There will be an apache module that receives request over http protocol and respond in few milliseconds. It processes input parameters and put it into cache layer as JSON record. (Currently text files are used as cache).
Another asynchronous module reads JSON records, cook them and push them into MongoDB. This avoid latency in http response that might get added because of MongoDB performance degradation.
There will be multiple machines (currently 12) under Load Balancer and would expect 100 M requests per day which would be ~10-15 GB in size measured when JSON records are written in text files.
Basically I am searching for better data ingestion solution.
About using ZeroMQ or RabbitMQ in producer consumer architecture,
Message queues are in memory queues and they might not be able to consume this much data in memory.
Data being consumed in MongoDB is important data and we could not cost loosing it in case message queue goes down / crashes for some reason.
Please suggest.
Looks like in both cases each thread is coupled with its matching thread in the other module (either by a fixed file or offset) - this means that you still get bottlenecked if one of the modules is inherently slower than the other, as the threads of the faster module will become underutilized.
Instead, you can use tasks queue (or similar solutions to the multiple producers - multiple consumers problem), and let each thread choose from any available tasks once it becomes free. This will allow you greater freedom in balancing the number of threads in each module. If the front end http module for e.g. is 2x faster than the backend processing, you can spawn 2x more backend threads.
The "price" is that you'll need to maintain the shared queue safely (locking etc..) and make sure it's done efficiently and with no deadlocks.
you can use something like RabbitMQ or ZeroMQ for this kind of thing and use bulk data inserts into your database, or scale out to other servers as needed.

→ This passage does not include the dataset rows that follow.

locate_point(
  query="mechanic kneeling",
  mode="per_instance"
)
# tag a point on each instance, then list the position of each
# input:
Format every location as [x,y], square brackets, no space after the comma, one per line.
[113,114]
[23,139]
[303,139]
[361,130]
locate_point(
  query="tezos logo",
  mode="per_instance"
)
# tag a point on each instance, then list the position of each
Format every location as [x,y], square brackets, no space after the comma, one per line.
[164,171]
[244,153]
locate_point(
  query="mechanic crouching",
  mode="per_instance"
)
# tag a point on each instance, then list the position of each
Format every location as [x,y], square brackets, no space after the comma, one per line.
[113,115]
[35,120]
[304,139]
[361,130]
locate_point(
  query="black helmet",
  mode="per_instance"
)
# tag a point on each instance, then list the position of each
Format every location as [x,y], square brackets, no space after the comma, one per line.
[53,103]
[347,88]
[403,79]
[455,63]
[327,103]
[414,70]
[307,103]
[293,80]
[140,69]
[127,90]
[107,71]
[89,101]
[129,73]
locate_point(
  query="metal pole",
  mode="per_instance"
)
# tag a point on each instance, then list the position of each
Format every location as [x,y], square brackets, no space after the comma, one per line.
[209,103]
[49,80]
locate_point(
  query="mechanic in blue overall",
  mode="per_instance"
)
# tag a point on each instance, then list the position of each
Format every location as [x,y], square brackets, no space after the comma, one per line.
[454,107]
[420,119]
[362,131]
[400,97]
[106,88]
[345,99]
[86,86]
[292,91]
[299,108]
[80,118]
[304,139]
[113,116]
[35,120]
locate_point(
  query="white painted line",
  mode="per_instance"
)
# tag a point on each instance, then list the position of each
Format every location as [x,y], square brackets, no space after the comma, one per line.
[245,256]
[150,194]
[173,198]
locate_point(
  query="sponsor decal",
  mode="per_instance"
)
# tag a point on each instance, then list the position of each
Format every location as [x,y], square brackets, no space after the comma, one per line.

You create HTTP receiver threads to receive the data to be recorded, pushing the incoming data to a receive queue in memory. You create a single database writer thread that does nothing else but takes all received data queued in memory (by the receiver threads), converts them to a single database INSERT with multiple rows, sends them in a single transaction, and after the transaction is done, it goes back to the queue for another batch of received data (the queue collected the data while the previous transaction was in progress). Sending multiple INSERT transactions in parallel to a single database table can result in higher throughput only in special cases, that's the reason why a single writer thread is usually a good choice. Batching together multiple INSERTs into a single transaction will make a much better use of the limited I/O capabilities of HDDs.